Coordinate a neighborhood Las Posada. This symbolic journey of Mary and Joseph in search of shelter is a Southwestern tradition that reflects early Spanish and Catholic influences in the region. Similar to Christmas carolers, participants go door to door “seeking” shelter and being turned away before ultimately arriving at the house where a party is taking place. The celebration house often rotates each night during the standard nine nights of Posadas, Dec. 16-24.

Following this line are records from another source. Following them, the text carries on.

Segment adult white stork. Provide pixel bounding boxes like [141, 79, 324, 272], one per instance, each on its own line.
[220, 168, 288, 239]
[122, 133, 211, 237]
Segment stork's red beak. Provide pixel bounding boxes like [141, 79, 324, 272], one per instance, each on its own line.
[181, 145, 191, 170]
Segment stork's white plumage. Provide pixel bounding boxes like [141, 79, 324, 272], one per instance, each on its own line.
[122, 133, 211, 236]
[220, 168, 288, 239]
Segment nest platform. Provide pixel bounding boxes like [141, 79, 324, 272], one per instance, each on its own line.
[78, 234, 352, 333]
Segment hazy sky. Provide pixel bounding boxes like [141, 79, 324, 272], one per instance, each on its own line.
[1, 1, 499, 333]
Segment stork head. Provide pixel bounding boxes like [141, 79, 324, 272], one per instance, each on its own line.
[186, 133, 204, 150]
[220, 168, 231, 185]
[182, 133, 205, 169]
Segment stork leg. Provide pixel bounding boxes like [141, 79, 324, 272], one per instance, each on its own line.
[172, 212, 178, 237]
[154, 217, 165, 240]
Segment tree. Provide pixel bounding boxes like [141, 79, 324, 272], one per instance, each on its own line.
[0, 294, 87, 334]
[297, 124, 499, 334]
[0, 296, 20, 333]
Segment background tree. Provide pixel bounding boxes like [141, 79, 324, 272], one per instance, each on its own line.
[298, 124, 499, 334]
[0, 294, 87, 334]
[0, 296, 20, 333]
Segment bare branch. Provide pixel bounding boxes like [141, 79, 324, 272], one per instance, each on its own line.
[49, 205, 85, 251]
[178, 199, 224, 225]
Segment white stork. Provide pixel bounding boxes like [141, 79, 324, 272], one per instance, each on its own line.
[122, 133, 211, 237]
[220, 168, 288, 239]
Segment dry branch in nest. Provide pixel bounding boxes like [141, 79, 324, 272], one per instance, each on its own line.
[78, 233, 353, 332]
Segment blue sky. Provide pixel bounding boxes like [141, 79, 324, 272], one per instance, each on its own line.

Create uniquely Southwestern crafts. Nothing says “seasonal” in the Southwest like our own repurposed props. That extra barbed wire from the fence on the back 40? Coil it into a barbed-wire wreath. Thread small terra cotta pots (upside down) with raffia and personalize to make simple ornaments for family and friends. Stitch your own stockings using Navajo-inspired patterns or designs. Use bolo ties (which may be making a comeback?) as bonus gift “bows” on special packages.